Update: I went to the “Bias-Free Policing Town Hall” that was put on by the Community Policing Commission (CPC) last night. One bit of information makes this all make so much more sense: The draft policy was written by police brass.
I’m going to go out on a very short limb and say the police department is deliberately sabotaging the bias-free policing effort. They were given a hundred pages of highly detailed, well researched, convincingly thought out recommendation from CPC, yanked about the most innocuous two pages from it, and called it a draft policy. This is complete bullshit.
The City of Cleveland recently started circulating its proposed policy on “Bias-Free Policing.” This is far from a done deal. As the City says, “It has not yet been approved by the Court, the Monitoring Team, or the Department of Justice and has not yet been finalized by the Division of Police or the City. Instead, it is a complete draft of the policy about which the Division of Police needs feedback.”
Here’s my feedback so far. The main thing is that the policy doesn’t even acknowledge systemic racism. It frames the entire problem of biased policing on the individual officers in the streets, even though the very reason we’re having this conversation at all is that the police have a “pattern and practice” of excessive use of force. It’s rather disingenuous to look at a “pattern and practice” and pretend that management is not involved.
- Are we sure it’s a good idea to require cops to report biased policing to their own supervisor or to Internal Affairs? That sounds like it could be a deterrent.
- There’s not much of an “or else” to this. Section III just says you’re “subject to discipline” for not following the policy, and I imagine there’s also a new discipline policy, but from the looks of it a cop doesn’t have much to lose.
- In I.A.5., I hope there’s a more thorough definition of “procedural justice” in other documents. That’s not a lot to go on.
- The policy defines “implicit bias” but there’s nothing in the policy that actually mitigates it.
- This policy puts all the burden of bias on the cop on the street. You know what would not violate this policy as written? A lieutenant in the Third District ordering officers to stop and frisk every person they see at 79th and Kinsman. Hey, it’s not anyone’s fault that’s 99.8% black people.
- I’m not seeing anything about cops hassling youth of color. Are we supposed to assume that a minor is going to be equipped to invoke the bias-free policing policy on the spot?
- For that matter, how the heck is any civilian supposed to know this policy exists?
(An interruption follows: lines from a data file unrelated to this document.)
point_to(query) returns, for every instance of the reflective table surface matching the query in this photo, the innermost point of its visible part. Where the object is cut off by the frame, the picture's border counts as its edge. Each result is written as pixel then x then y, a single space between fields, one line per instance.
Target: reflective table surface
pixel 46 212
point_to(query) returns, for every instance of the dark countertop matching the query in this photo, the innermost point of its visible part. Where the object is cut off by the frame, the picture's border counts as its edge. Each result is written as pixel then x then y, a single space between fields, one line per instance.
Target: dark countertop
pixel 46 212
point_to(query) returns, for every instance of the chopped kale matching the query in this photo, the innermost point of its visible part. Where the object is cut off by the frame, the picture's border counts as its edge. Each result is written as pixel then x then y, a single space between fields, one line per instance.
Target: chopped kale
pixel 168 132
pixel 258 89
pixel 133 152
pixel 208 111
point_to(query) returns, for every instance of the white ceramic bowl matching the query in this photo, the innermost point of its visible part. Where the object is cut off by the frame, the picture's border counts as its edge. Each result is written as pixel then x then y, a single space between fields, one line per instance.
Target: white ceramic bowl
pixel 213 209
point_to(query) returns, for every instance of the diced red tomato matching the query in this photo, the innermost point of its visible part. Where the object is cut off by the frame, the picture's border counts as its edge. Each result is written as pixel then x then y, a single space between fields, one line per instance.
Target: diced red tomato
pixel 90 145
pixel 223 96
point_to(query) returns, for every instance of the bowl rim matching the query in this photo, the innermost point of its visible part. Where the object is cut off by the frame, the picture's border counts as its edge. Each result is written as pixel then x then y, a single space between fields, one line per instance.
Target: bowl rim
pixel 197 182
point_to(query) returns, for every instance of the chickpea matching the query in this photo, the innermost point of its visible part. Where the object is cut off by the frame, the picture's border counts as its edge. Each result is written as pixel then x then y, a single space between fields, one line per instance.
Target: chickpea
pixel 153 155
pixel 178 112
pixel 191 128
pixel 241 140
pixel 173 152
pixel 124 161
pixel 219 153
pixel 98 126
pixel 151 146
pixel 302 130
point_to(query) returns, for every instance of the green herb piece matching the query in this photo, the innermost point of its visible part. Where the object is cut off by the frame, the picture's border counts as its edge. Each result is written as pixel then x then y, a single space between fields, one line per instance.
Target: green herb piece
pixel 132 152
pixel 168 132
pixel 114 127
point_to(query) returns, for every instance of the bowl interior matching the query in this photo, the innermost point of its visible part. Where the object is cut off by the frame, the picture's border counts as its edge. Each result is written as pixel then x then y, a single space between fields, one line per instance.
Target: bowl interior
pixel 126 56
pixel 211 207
Given the background, and knowing the reasons why this process is even occurring, maybe the bias-free policy should be posted in every school, library, church, community center, and (of course) police station.
- Further, when a cop is acting on implicit (or even explicit) bias, how is the civilian supposed to know that? I know I’m being pulled over, and I know that the cop is lying about my not stopping at the stop sign, but how do I know it’s because I look Irish?
- Long story short, why are we depending on civilians to enforce this policy?
- If I’m a third party observing biased policing, what’s my recourse?
- Does this apply to officers’ off-duty activities? Moonlighting and free time?
- I’m seeing absolutely nothing about deliberately over-policing certain (black) areas to generate arrests.
- I’m seeing absolutely nothing about citation or arrest quotas.
- I’m seeing absolutely nothing about running statistical studies. Some bias isn’t clear until you have the numbers.
Finally, the proposed policy doesn’t address the known presence of white supremacists. If you want bias-free policing, maybe you should at least run the police roster against the national database of Known And Suspected Terrorists as well as the FBI’s files on known white supremacist groups. This is not already being done.